Yes, but correlation does not equal causation. Hear me out.

Annika von Hausswolff, a Swiss artist included in Global Feminisms, contributed three photos from her series, “Back to Nature.” They are meticulously planned photos of women in crime-scene looking scenarios. They are all face down, dead looking, and disturbing.

Exhibit A, from von Hausswolff:

Given the ideological context of the Sackler Center and knowing that this was a “feminist piece of art,” I thought it added a level of transparency to gendered violence and ultimately was an empowering display.

A couple of days later, the feminist blogosphere exposes some pretty offensive photos from the most recent America’s Next Top Model challenge.
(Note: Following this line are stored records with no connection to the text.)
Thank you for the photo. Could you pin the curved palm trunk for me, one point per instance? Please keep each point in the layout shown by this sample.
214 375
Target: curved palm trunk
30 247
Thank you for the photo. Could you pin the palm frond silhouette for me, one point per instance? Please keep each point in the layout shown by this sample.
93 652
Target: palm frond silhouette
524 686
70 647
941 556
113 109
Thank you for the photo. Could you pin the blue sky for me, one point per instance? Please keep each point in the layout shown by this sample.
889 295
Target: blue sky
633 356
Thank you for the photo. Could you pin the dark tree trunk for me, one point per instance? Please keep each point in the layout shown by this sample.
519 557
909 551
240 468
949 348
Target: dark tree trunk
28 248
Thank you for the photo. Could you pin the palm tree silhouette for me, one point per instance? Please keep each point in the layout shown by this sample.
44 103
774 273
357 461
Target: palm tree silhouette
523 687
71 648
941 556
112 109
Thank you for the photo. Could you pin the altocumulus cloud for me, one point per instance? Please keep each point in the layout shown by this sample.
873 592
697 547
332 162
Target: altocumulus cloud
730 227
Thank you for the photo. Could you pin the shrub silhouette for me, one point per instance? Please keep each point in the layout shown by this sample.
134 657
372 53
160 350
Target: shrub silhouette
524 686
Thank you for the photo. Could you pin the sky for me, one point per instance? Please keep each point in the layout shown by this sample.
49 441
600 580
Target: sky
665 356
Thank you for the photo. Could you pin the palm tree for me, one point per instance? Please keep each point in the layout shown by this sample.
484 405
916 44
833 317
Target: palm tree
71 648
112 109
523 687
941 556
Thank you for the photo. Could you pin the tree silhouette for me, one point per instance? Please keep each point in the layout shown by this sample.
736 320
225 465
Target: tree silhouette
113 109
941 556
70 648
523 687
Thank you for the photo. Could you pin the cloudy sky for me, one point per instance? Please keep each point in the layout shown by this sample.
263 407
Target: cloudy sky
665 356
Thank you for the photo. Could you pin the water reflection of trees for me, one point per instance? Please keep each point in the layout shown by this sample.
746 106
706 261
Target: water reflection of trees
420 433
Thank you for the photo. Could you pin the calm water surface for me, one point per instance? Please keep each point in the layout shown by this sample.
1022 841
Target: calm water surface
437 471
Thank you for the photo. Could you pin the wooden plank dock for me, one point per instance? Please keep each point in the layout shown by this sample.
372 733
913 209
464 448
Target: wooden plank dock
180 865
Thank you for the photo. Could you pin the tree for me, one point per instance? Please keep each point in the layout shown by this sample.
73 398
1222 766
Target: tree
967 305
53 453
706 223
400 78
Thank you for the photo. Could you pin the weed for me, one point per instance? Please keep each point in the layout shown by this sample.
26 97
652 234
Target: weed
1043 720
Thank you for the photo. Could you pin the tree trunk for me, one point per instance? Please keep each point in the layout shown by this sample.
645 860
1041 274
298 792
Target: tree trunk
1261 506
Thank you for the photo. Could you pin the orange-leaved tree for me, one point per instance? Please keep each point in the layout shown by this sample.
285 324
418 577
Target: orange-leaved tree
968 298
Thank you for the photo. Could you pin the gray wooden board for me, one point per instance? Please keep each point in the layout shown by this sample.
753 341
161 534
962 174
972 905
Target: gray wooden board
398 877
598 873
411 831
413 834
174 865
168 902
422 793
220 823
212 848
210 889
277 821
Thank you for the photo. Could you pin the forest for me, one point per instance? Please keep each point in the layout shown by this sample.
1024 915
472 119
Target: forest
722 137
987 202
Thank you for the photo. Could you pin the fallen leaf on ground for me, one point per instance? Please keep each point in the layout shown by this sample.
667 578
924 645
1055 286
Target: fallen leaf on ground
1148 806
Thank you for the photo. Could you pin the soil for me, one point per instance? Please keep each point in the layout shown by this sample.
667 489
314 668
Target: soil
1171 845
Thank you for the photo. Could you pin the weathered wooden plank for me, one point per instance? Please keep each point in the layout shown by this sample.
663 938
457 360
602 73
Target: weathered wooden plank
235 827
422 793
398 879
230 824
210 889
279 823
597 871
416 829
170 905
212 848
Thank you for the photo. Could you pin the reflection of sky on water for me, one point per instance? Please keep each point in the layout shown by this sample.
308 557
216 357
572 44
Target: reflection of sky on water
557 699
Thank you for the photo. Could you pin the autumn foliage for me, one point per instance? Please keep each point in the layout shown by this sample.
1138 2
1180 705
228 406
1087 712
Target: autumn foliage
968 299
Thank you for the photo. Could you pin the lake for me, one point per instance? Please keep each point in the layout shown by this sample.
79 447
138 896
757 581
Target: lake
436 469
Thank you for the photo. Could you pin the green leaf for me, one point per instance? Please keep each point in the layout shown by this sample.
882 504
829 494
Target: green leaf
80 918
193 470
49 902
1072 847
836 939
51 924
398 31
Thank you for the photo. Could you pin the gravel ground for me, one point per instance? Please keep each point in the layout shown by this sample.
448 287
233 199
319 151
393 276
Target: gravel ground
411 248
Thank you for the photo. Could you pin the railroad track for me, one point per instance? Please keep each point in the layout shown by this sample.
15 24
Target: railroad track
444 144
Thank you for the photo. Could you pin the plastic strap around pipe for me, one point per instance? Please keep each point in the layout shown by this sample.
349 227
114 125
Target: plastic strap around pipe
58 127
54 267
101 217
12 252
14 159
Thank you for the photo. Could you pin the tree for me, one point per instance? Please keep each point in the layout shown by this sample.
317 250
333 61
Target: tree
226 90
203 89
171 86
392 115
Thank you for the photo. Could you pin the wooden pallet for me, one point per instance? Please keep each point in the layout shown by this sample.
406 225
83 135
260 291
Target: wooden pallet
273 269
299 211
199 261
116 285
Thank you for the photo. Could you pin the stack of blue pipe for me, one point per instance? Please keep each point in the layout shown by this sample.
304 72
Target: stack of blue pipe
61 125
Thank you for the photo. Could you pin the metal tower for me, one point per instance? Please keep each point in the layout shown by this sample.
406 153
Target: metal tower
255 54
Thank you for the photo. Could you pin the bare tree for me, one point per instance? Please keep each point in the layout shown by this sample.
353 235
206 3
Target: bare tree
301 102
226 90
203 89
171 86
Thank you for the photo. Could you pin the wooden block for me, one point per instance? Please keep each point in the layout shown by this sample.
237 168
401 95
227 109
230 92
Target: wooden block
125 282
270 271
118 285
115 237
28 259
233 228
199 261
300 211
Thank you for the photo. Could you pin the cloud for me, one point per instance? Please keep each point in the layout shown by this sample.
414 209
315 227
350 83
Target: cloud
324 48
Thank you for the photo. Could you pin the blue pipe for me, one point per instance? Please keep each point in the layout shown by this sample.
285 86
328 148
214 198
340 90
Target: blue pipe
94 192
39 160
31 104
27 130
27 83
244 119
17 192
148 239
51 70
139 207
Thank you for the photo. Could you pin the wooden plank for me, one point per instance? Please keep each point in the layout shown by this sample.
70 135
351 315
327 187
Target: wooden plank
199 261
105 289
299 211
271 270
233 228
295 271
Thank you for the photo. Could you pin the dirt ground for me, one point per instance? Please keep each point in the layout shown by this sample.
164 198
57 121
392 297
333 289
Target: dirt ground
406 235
And I agree with Bean, Jill, Jessica, Jennifer Pozner that these photos are absolutely vile.

exhibit b:

Speaking on pure aesthetics, the ANTM shots could be viewed as being more feminist than the von Hausswolff photos since they actually show the women’s faces. On the other hand, the ANTM pics are clearly glamourized and romanticized.

I know the world of art critics gets pretty scary and I would get ripped to pieces if Roberta Smith heard these words, but for me this is a good example of why feminism is an important ideological context for women and art and how having a center for Feminist art can be useful.

In her review, Smith said that the work in the show was “essentialist” and that “Again and again and again women fall back on making art from the thing nearest at hand that separates them from men: their bodies.” She also says that, “feminism is not a style, or a formal approach. It is a philosophy, an attitude and a political instrument. ”

Feminism may not be a “style,” but that doesn’t mean it doesn’t have aesthetic value. As for my example, we have two similar series of photographs and without feminism they would both just be dead women. Their bodies create the scene. With feminism, a photo has become illuminating and transformative. Without it, the photography becomes victimizing and humiliating. Feminist theory, then, makes the difference between art and profanity/pornography.

3 Comments

  • There’s another feminist artist whose name escapes me right now who did a series of photographic self-portraits with herself as a rape victim. One photo was from behind, with her back and legs naked and beaten up. I agree that these images can lay bare (no pun intended) the dynamics of gender violence…but I also wonder about the risks they pose when the challenge is both so bald and so capable of glorifying the subjugation of women by calling it “art”.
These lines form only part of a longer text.